Early ORAT Process Helps Des Moines Int’l Create Plan for Opening Day Success

Early ORAT Process Helps Des Moines Int’l Create Plan for Opening Day Success
Jennifer Daack Woolson
Published in: 

The new terminal project at Des Moines International Airport (DSM) is a once-in-a-generation undertaking nearly a decade in the making. But it’s also expected to be an overnight success—that is, in terms of closing the existing terminal one day and starting operations in the new one the next. Most airports that have gone through a major construction project are familiar with this type of transition. But the process DSM is using to ensure everything is ready for opening day isn’t something everyone has heard about.

ORAT, which stands for Operational Readiness Activation and Transition (or, as it’s sometimes known, Operational Readiness and Airport Transfer), is a process that engages airlines, tenants, airport staff, contractors, concessionaires and other facility users to optimize the operational readiness of a new facility before its doors open.
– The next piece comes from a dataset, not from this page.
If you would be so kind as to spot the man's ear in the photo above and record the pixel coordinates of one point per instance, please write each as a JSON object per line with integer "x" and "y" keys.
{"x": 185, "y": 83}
To do so, participants scope requirements, plan and conduct preparation activities toward the end goal, regularly monitoring progress along the way.

Airports that have used ORAT often focus on the “AT” (activation and transition) phases that take place when a new terminal is just about to open. But when the DSM new terminal project got underway in 2021, Executive Director Kevin Foley and his team decided to get help with the “OR” (operational readiness) part, too. Anser Advisory, the owner’s representative for DSM, engaged Chrysalis Global Aviation as its operational readiness sub-consultant in June 2022 for the expected fall 2026 terminal opening.


Project: Preparing for New Passenger Terminal

Location: Des Moines (IA) Int’l Airport

Airport Owner: 
Des Moines Airport Authority

Anticipated Terminal Opening: 
Phase 1A completion, fall 2027

Strategy: Operational Readiness Activation & Transition (ORAT) process

ORAT Consultant: Chrysalis Global Aviation, sub-consultant to DSM owner’s representative
Anser Advisory LLC

Project Architects/Engineers:

Key Participants: Airport staff, airlines, tenants, contractors, concessionaires & other airport users

Key Benefits: Optimize operational readiness of the terminal before it opens; solicit & incorporate input about user needs before design is complete

Rising costs and inflation have delayed the original timetable and led to a multi-phase project without a definitive end date. When complete, the $445 million first phase, known as Phase 1A, will deliver five new common-use gates, a new head house, an expanded central security checkpoint, new baggage handling system, concession areas among other improvements.

The entire terminal project, called Lift DSM, will also include a new rental car center, centralized deicing facility and two expansions adding another 12 gates. The final phase includes demolition of the current terminal. All in, the project is estimated at $769.8 million.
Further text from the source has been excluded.